Efe hasibtüm ennema haleknaküm abesen… (Mü’minun/115)
Ne yani şimdi siz; sizi amaçsız, boş yere yarattığımızı mı zannediyorsunuz.
Bu ne dehşetli, bu ne müthiş bir
ayet Allah aşkına. Efe hasibtüm ennema haleknaküm abesen… şimdi
siz, sizi amaçsız ve boş yere yarattığımızı mı sanıyorsunuz. Allahsız bir
hayatı yaşayanlar, amaçsız, anlamsız bir hayata zimmetle nenlerdir. Allah anlam
demektir, Allahsız bir hayatın anlamı yoktur. Onun için rabbimiz vahyi
hayatımız anlam kazansın diye indirmiştir.
3-) Velleziy kaddere feheda;
O ki,
takdir etti de hidâyet etti (kemâlâtını izhar
için kılavuzladı). (A.Hulusi)
03 - O
rabbin ki takdir etti de hidayet buyurdu. (Elmalı)

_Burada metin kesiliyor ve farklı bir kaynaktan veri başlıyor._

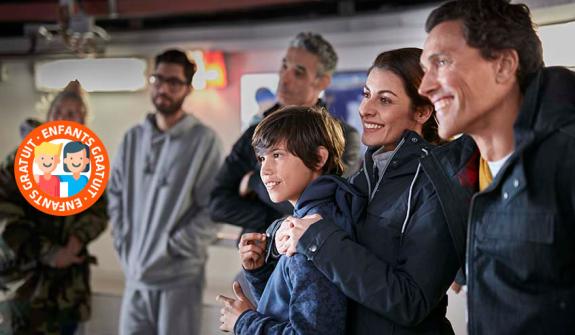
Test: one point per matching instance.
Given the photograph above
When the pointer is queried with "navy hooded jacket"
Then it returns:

Velleziy kaddere feheda O ki
yaratılıştan her bir şeye bir amaç koydu. Kaddera feheda ve o amaca ulaştıracak
yöne yöneltti onu. Metin az ama tercüme çok oldu biliyorum. Başka ne yapayım
ki. Türkçeye çevirirken çok zorlanıyorum. Çünkü birebir çevirsem mümkin değil,
ifade etmiyor, yetmiyor, kelimeler yetmiyor, kelimeler kafi gelmiyor. Velleziy kaddere
feheda Evet..!
İnna külle
şey'in halaknâhu Bi kader. (Kamer/49)ayetini hemen burada
hatırlıyoruz. Yani biz her bir şeyi bir kaderle yarattık. Asklında burada
hidayetin takdire atfı, müsebbebin sebebe atfı cümlesindendir. Ne demektir bu? Velleziy kaddere
feheda O takdir ettiği için O hidayet etti. Sana biri yol göstermek
istiyorsa senin kaderini belirleyen olmalıdır. Allah neden sana yol
göstermelidir? Yani neden Allah’ın gösterdiği yoldan yürümelisin ey insanoğlu,
neden buna mecbursun? Çünkü takdiri O yaptı. Seni O takdir etti. Seni kim
yarattı ise yolunu da O belirler, rehberliği de o yapmalıdır. Allah yaratsın
rehberi de şeytanın olsun, rehber olarak şeytanı seç.
Oldu mu bu? Bu insanın
yaratılışına ihanet değil midir ey insan. İşte aslında zımnen bunu söylüyor.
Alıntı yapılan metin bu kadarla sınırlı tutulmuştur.